8. And not, etc. This is an elliptical sentence, in which a word is to be understood. It will be complete, if you read it thus, — “and why is it not rather said, (as we are reproached, etc.) that we are to do evils, that good things may come?” But the Apostle deigns not to answer the slander; which yet we may check by the most solid reason. The pretense, indeed, is this, — “If God is by our iniquity glorified, and if nothing can be done by man in this life more befitting than to promote the glory of God, then let us sin to advance his glory!” Now the answer to this is evident, — “That evil cannot of itself produce anything but evil; and that God’s glory is through our sin illustrated, is not the work of man, but the work of God; who, as a wonderful worker, knows how to overcome our wickedness, and to convert it to another end, so as to turn it contrary to what we intend, to the promotion of his own glory.” God has prescribed to us the way, by which he would have himself to be glorified by us, even by true piety, which consists in obedience to his word. He who leaps over this boundary, strives not to honor God, but to dishonor him.

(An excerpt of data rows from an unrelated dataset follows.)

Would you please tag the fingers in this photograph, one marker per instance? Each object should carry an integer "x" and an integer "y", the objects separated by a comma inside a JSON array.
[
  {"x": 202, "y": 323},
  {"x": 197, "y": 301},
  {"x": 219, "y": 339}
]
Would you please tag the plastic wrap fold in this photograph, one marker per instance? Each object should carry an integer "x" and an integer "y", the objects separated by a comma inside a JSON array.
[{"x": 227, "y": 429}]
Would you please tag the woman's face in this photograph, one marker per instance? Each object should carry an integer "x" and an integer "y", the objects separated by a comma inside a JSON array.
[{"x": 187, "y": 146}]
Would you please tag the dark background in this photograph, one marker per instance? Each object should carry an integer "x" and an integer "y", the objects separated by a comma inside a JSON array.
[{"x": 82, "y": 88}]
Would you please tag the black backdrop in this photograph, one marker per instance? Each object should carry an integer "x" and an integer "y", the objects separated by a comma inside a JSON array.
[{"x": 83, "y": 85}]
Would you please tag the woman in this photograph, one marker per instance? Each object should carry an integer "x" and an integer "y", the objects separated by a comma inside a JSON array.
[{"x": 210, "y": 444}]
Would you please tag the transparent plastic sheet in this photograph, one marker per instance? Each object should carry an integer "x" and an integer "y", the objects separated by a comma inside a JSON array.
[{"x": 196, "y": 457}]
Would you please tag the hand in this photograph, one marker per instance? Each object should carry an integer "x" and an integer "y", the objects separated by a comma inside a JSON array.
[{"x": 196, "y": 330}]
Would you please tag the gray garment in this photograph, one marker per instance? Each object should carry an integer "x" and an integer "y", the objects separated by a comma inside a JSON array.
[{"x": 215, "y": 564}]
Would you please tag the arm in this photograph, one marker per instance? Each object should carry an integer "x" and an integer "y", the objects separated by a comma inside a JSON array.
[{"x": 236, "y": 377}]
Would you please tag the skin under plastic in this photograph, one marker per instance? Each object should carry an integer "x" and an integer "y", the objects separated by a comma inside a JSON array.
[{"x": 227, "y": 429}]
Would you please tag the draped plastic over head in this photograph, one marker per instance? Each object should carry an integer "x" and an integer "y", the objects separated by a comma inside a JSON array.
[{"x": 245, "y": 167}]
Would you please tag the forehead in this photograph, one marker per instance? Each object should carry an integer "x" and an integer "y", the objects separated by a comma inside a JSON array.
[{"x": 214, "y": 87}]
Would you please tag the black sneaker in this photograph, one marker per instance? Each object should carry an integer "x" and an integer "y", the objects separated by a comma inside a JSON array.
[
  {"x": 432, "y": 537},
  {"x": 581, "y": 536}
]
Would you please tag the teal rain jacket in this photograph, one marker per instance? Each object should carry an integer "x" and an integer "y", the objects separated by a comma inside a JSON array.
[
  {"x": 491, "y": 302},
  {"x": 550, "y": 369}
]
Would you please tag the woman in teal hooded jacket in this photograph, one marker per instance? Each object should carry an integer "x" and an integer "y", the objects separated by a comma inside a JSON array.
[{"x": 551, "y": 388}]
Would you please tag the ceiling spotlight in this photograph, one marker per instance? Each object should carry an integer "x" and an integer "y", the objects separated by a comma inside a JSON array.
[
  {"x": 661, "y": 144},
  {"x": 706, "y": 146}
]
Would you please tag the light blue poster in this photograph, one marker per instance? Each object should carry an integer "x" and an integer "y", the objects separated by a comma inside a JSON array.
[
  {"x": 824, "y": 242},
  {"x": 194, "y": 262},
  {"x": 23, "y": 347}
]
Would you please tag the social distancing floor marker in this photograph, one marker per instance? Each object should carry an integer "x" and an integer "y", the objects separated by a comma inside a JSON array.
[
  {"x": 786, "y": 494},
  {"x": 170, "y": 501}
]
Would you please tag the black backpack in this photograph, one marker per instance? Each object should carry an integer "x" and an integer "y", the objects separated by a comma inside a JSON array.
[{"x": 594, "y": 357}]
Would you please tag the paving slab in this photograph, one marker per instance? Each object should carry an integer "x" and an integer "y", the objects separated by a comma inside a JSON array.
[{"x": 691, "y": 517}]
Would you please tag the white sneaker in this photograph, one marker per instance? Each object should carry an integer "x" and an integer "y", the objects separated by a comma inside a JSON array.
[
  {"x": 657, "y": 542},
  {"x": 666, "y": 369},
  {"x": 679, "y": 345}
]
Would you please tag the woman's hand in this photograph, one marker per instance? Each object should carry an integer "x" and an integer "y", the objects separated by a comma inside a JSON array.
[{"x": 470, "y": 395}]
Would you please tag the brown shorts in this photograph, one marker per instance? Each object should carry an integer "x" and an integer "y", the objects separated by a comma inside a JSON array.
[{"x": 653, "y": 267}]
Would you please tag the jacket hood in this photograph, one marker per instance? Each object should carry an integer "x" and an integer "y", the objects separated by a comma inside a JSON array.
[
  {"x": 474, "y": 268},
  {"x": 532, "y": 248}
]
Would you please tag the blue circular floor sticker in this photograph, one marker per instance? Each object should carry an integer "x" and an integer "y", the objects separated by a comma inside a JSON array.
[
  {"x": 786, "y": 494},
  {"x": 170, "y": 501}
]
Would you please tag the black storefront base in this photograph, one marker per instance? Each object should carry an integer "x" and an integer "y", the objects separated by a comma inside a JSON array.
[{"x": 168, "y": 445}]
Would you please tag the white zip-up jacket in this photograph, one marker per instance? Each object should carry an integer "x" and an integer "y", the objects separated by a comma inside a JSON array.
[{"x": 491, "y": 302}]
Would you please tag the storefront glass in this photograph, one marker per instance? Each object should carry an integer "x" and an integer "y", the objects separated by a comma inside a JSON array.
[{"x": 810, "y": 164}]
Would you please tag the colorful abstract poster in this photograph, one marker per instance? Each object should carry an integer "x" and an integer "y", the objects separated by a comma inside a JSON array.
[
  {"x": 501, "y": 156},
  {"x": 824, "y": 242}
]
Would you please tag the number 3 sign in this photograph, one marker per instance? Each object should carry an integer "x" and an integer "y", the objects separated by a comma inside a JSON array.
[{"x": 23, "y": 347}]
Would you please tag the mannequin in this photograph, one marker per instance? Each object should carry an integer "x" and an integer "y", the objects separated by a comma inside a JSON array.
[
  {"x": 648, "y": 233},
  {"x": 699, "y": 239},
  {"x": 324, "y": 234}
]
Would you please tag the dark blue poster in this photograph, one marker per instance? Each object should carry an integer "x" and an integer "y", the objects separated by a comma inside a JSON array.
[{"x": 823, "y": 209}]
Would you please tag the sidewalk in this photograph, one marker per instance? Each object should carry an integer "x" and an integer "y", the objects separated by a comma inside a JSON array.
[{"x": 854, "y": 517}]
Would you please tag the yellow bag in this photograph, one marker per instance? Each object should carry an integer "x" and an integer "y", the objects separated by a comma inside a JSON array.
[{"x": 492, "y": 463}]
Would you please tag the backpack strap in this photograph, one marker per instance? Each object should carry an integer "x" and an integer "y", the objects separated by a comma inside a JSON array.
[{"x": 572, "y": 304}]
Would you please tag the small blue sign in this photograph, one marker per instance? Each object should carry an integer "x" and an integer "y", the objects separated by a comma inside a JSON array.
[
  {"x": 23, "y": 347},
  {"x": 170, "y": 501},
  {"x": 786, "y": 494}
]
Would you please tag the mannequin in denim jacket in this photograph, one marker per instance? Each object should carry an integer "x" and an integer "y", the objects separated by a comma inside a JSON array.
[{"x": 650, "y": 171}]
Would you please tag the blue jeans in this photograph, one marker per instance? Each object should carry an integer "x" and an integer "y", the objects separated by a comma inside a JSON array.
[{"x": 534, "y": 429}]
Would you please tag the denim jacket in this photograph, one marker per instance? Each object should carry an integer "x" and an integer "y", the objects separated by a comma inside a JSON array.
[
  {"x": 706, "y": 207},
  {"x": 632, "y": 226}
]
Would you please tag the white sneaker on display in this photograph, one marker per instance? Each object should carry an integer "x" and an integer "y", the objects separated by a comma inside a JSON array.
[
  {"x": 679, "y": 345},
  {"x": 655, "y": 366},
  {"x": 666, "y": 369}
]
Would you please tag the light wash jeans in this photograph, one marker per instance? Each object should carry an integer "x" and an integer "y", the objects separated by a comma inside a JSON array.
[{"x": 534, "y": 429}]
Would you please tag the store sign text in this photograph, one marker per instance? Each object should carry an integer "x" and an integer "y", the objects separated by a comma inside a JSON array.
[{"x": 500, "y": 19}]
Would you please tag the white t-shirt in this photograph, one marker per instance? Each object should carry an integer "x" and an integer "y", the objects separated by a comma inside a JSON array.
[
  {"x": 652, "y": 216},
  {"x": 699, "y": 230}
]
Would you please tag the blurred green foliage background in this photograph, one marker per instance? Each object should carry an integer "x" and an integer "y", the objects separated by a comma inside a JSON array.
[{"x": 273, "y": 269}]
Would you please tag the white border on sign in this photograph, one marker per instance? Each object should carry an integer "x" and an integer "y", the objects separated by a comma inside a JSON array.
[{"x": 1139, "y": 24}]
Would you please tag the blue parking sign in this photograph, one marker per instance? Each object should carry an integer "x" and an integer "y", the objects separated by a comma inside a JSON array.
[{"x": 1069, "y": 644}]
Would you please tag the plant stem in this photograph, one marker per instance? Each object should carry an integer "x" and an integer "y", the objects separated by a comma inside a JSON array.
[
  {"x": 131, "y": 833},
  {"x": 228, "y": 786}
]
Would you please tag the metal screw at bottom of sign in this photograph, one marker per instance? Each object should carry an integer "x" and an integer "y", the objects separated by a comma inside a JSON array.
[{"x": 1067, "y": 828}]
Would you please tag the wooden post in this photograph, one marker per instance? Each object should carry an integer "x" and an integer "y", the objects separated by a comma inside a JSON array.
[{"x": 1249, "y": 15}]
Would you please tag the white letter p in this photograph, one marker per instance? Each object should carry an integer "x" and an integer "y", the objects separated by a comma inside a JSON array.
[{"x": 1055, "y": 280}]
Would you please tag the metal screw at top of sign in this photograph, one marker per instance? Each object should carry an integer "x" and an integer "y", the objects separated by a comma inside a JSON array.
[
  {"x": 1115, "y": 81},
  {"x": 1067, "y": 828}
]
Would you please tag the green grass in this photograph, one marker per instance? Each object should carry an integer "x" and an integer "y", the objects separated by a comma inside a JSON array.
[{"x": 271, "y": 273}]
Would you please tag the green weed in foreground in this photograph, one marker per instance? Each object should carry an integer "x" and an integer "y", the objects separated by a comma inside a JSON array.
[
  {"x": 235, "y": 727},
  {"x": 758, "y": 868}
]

That it turns out otherwise, is to be ascribed to the Providence of God, and not to the wickedness of man; through which it comes not, that the majesty of God is not injured, nay, wholly overthrown 9494     Grotius thinks, that in the beginning of this verse there is a transposition, and that ὅτι, after the parenthesis, ought to be construed before μὴ which precedes it, and that ὅτι is for cur, why, — as in Mark 9:11, and 28. The version would then be, “and why not, (as we are reproached, and as some declare that we say,) Let us do evil that good may come?” This is the rendering of Luther But Limborch and Stuart consider λεγωμεν to be understood after μὴ; and the latter takes μὴ not as a negative but an interrogative, “and shall we say,” etc.? Amidst these varieties, the main drift of the passage remains the same. — Ed.

(As we are reproached,) etc. Since Paul speaks so reverently of the secret judgments of God, it is a wonder that his enemies should have fallen into such wantonness as to calumniate him: but there has never been so much reverence and seriousness displayed by God’s servants as to be sufficient to check impure and virulent tongues. It is not then a new thing, that adversaries at this day load with so many false accusations, and render odious our doctrine, which we ourselves know to be the pure gospel of Christ, and all the angels, as well as the faithful, are our witnesses. Nothing can be imagined more monstrous than what we read here was laid to the charge of Paul, to the end, that his preaching might be rendered hateful to the inexperienced. Let us then bear this evil, when the ungodly abuse the truth which we preach by their calumnies: nor let us cease, on this account, constantly to defend the genuine confession of it, inasmuch as it has sufficient power to crush and to dissipate their falsehoods. Let us, at the same time, according to the Apostle’s example, oppose, as much as we can, all malicious subtilties, (technis — crafts, wiles,) that the base and the abandoned may not, without some check, speak evil of our Creator.

Whose judgment is just. Some take this in an active sense, as signifying that Paul so far assents to them, that what they objected was absurd, in order that the doctrine of the gospel might not be thought to be connected with such paradoxes: but I approve more of the passive meaning; for it would not have been suitable simply to express an approval of such a wickedness, which, on the contrary, deserved to be severely condemned; and this is what Paul seems to me to have done. And their perverseness was, on two accounts, to be condemned, — first, because this impiety had gained the assent of their minds; and secondly, because, in traducing the gospel, they dared to draw from it their calumny.